I broke down and took Wrigley to the groomer to get his face cleaned up (and feet, boy parts, etc.) that way I could see where his lines should be and try to follow them. I think he is such a handsome boy now that I can SEE his face again!


----------



## starkeeper (Jan 27, 2009)

*There is nothing like a freshly groomed poodle!*

I take my dogs to the groomers every third month (with touch ups by me in between).

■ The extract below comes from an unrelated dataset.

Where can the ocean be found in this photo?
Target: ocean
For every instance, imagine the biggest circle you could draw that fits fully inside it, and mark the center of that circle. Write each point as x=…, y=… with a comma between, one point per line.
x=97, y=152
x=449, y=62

I can never get the dogs looking as good as the groomers do! (they have better equipment and more experience than me).


----------



## WonderPup (Oct 26, 2008)

And what a pretty face he has  Hope he enjoyed his trip to the spa.


----------



## SECRETO (Aug 20, 2008)

He's really cute. I like his clean shaved face.


----------



## spoofan (Dec 11, 2008)

Oh..he is adorable!!!
How is he behaving?


----------



## gwtwmum2 (Sep 14, 2008)

I believe there is hope for Wrigley yet!  I'm trying to give him more exercise and keep things as far back on the counter as I can. Today, the groomer who will also be our obedience trainer in March, said that she thought he did really well for a puppy. He fought her a little but would definitely give in and become still. She said that she thought he had a good personality.
I just want to make sure I do this right. I know that all the effort he and I put into learning now will pay off as he gets older (and bigger).


----------



## tannerokeefe (Dec 14, 2008)

he is sooo handsome!! how old is he?


----------



## gwtwmum2 (Sep 14, 2008)

Thank you! He is almost 6 months old (will be the end of this month). His sister is Jenny - the adorable white spoo that Sam I am owns.


----------



## kathyd (Nov 8, 2008)

What a handsome little man. His face really is beautiful and he has lovely eyes. Glad to hear that he's behaving better, too. I really think exercise - both physical and mental makes all the difference. You'll probably see a big change when you start obedience.


----------



## IPP (Nov 29, 2008)

Oh we is getting to be such a big boy! His face looks very nice!


----------



## Blue Fox (Oct 22, 2008)

Wrigs looks adorable, what a gorgeous little face


----------



## Pamela (Sep 9, 2008)

gwtwmum2 said:


> I broke down and took Wrigley to the groomer to get his face cleaned up (and feet, boy parts, etc.) that way I could see where his lines should be and try to follow them. I think he is such a handsome boy now that I can SEE his face again!


what a cute boy!!!!


----------



## Sam I Am (Jul 6, 2008)

So handsome!!! Glad to here he is being a good boy


----------



## jester's mom (Nov 25, 2008)

What a handsome boy!! LOL.. he looks like her really enjoys snuggling under the blanket. That is so cute.


----------